And as we drove through this land, castles would appear.  On a rocky outcrop.  In the middle of an island in the middle of a loch.  At the foot of a mountain.  Some would be just a pile of rocks, the familiar brown tourist road-sign indicating to what it once was.  Others would be in a very dilapidated state, but still distinguishable as a castle in a previous life.  Then there were the castles that stand today, just as they did in the 13th, 14th, and 15th century. Stirling Castle, Urquhart Castle, Eilean Donan Castle to name a few.  All just wonderful.  To be able to wander through their private chambers, their great halls.  Their inner and outer closes. Let my imagination take me to wherever it wanted.  Creating the people, the smells, the sights, the noises.  Imagining the village of people required to keep such a place running. 

Eilean Donan Castle
Strome Castle, Loch Carron
Ardvreck Castle, Loch Assynt











We are home, recovering from jetlag.  Normal life resumes.  But my subconscious is still working hard.  Processing the images. The creative brain assembling fragments, scraps of story building blocks.  I dream of castles, abbeys, palaces.   Wild forests and silent bens.  Lochs shimmering below silver mists.

For now, I am content with my memories, my photos, my diary entries.  And on some tomorrow, I will have written a manuscript, a novel, and our wonderful trip to Scotland this April would have been the first gem, the foundation for it all.

And I can’t wait to go back.

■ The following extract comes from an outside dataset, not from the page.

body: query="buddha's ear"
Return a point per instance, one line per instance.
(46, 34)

To be inspired.  And to aspire yet again to be an author, of historical fiction, set in this bonny wee country called Scotland.


What I’m reading:  Katherine, by Anya Seton
What I’m listening to:  The Rehearsal, by Eleanor Catton




Comments

  1. Wow! I can literaly see the cogs in your brain turning from here! Such vivid descriptions of the beautiful Scotland that I feel the urge to go myself and travel the same road just to feel the same inspiration that you felt on your journey.

    But I think I'll wait till I have in my hand the historical fiction novel written from the gem that was gathered on your journey to take with me on mine.